Demarcation Point

lewis malim
4 min readFeb 16, 2017
Image of a demarcation point outside a house

A demarcation point is the physical point at which a telecommunications company’s public network ends and the customer’s private network begins. The demarcation point is often the point at which the cable physically enters the building, but this varies from one country to another.The demarcation point defines where the telephone company’s responsibility for maintenance ends and the consumer’s responsibility begins. The demarcation point contains a surge suppressor to protect the wiring and connected equipment in a customer's home from external or internal damage. It also permits consumers to disconnect from the telephone company’s wiring for troubleshooting.The demarcation point is also referred to as a network terminating interface or demarc.

A demarc with waterproof, lightning arrestor, fuse and test circuit features

Demarcation points differ depending on the building type and service level. They include a junction block where telephone extensions join to connect to networks. The junction block includes a lightning arrestor. Demarcation points have user-accessible RJ-11 jacks connected to the telephone network, and small loops of telephone cords connecting to jacks by modular connectors.In the United States, the demarcation point is a device defined by Federal Communications Commission rules designed to provide for the safe connection of third-party telephone customer premises equipment and wiring to public switched telephone networks.The modern demarcation point is the network interface device (NID) or intelligent network interface device (INID) also known as a “smartjack”.[2] The NID is the telco’s property. The NID may be outdoors (typically, mounted on the building exterior in a weatherproof box) or indoors.
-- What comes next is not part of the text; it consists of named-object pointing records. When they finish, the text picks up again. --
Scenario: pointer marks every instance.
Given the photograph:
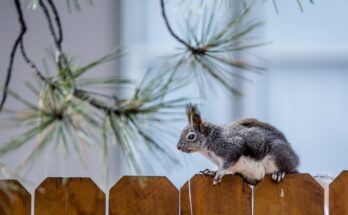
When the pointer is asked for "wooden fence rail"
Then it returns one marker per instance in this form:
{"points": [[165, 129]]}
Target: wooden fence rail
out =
{"points": [[297, 194]]}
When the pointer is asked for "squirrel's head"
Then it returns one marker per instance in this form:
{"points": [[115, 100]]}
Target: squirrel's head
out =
{"points": [[193, 136]]}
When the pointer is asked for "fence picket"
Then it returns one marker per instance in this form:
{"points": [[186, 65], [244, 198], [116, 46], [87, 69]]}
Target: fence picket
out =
{"points": [[297, 194], [338, 195], [199, 196], [69, 196], [143, 195], [16, 200]]}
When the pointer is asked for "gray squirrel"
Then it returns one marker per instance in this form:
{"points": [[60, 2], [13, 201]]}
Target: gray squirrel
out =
{"points": [[247, 147]]}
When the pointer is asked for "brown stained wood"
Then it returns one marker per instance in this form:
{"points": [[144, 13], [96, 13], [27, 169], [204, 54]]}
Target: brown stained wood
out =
{"points": [[232, 196], [143, 195], [338, 195], [14, 198], [297, 194], [69, 196]]}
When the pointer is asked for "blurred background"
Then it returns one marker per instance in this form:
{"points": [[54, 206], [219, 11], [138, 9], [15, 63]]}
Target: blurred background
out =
{"points": [[303, 92]]}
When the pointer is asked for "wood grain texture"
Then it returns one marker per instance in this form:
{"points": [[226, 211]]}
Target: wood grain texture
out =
{"points": [[297, 194], [14, 198], [232, 196], [338, 195], [143, 195], [57, 196]]}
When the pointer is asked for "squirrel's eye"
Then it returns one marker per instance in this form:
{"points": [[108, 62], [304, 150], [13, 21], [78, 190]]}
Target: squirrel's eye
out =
{"points": [[191, 136]]}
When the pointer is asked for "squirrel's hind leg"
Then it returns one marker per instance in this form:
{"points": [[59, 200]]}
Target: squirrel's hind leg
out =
{"points": [[278, 176], [208, 172]]}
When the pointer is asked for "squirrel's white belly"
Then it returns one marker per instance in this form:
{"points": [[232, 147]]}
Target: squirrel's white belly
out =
{"points": [[254, 169], [246, 166]]}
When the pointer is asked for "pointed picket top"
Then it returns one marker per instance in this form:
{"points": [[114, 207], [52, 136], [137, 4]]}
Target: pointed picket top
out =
{"points": [[14, 198], [338, 194], [143, 195], [231, 196], [296, 194], [69, 196]]}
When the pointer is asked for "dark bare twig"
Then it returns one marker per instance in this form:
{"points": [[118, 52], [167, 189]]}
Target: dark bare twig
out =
{"points": [[58, 39], [59, 25], [18, 42]]}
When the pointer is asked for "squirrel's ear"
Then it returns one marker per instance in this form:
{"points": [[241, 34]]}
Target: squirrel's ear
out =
{"points": [[193, 115]]}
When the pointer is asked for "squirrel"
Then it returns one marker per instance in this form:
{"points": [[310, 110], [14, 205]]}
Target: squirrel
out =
{"points": [[248, 147]]}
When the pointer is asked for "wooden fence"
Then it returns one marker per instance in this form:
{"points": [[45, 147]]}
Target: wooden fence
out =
{"points": [[297, 194]]}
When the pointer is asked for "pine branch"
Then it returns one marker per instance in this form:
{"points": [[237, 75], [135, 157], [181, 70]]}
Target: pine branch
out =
{"points": [[171, 31]]}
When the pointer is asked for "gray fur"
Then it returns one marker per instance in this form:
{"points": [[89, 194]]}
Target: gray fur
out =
{"points": [[248, 138]]}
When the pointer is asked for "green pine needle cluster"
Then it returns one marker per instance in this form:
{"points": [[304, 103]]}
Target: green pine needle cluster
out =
{"points": [[73, 110], [212, 50]]}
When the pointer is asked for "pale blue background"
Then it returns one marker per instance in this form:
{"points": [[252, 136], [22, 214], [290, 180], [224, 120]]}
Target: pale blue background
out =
{"points": [[303, 93]]}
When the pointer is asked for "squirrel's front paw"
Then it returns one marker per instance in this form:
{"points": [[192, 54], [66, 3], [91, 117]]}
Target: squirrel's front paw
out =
{"points": [[278, 176], [218, 177], [208, 172]]}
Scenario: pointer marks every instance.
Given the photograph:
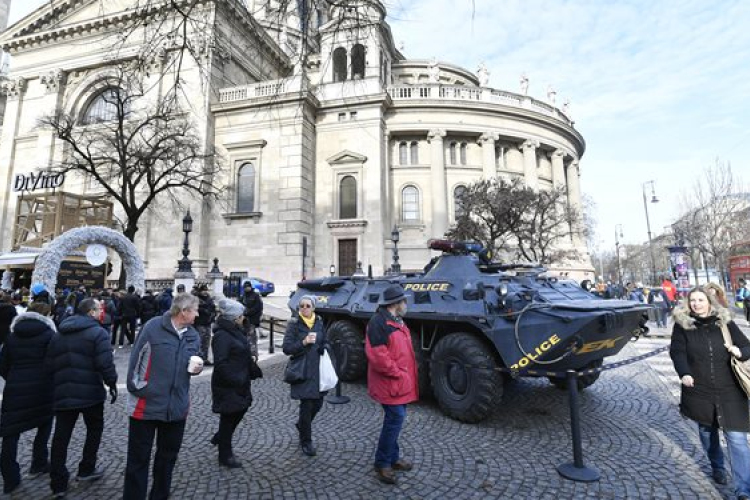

The NID is usually placed for easy access by a technician. It also contains a lightning arrestor, fuse and test circuitry which allows the carrier to remotely test whether a wiring fault lies in the customer premises or in the carrier wiring, without requiring a technician at the premises. The demarcation point has a user accessible RJ-11 jack (a “test jack” or “demarcation jack”), which is connected directly to the telephone network, and a small loop of telephone cord connecting to the jack by a modular connector.

When the loop is disconnected, the on-premises wiring is isolated from the telephone network and the customer may directly connect a telephone to the network via the jack to assist in determining the location of a wiring fault. In most cases, everything from the central office to and including the demarcation point is owned by the carrier and everything past it is owned by the property owner.

As the local loop becomes upgraded, with fiber optic and coaxial cable technologies sometimes replacing the original unshielded twisted pair to the premises, the demarcation point has grown to incorporate the equipment necessary to interface the original premises POTS wiring and equipment to the new communication channel.

Demarcation points on houses built prior to the Bell System divestiture usually do not contain a test jack. They only contained a spark-gap surge protector, a grounding post and mount point to connect a single telephone line. The second wire pair was usually left unconnected and were kept as a spare pair in case the first pair was damaged.

DEMARCs that handle both telephony and IT fiber optic internet lines often do not look like the ones pictured above. In many places several customers share one central DEMARC for a commercial or strip mall setting. Usually a DEMARC will be located indoors if it is serving more than a single customer. This may impede access. Outdoor ones provide easier access, without disturbing other tenants, but call for weatherproofing and punching through a wall for each new addition of wires and service.

Typically indoor DEMARC’s will be easily identified by a patch panel of telephone wires on the wall next to a series of boxes with RJ48 jacks for T-1 lines. Each business or individual customer can expect their own separate box for internet access T-1 lines.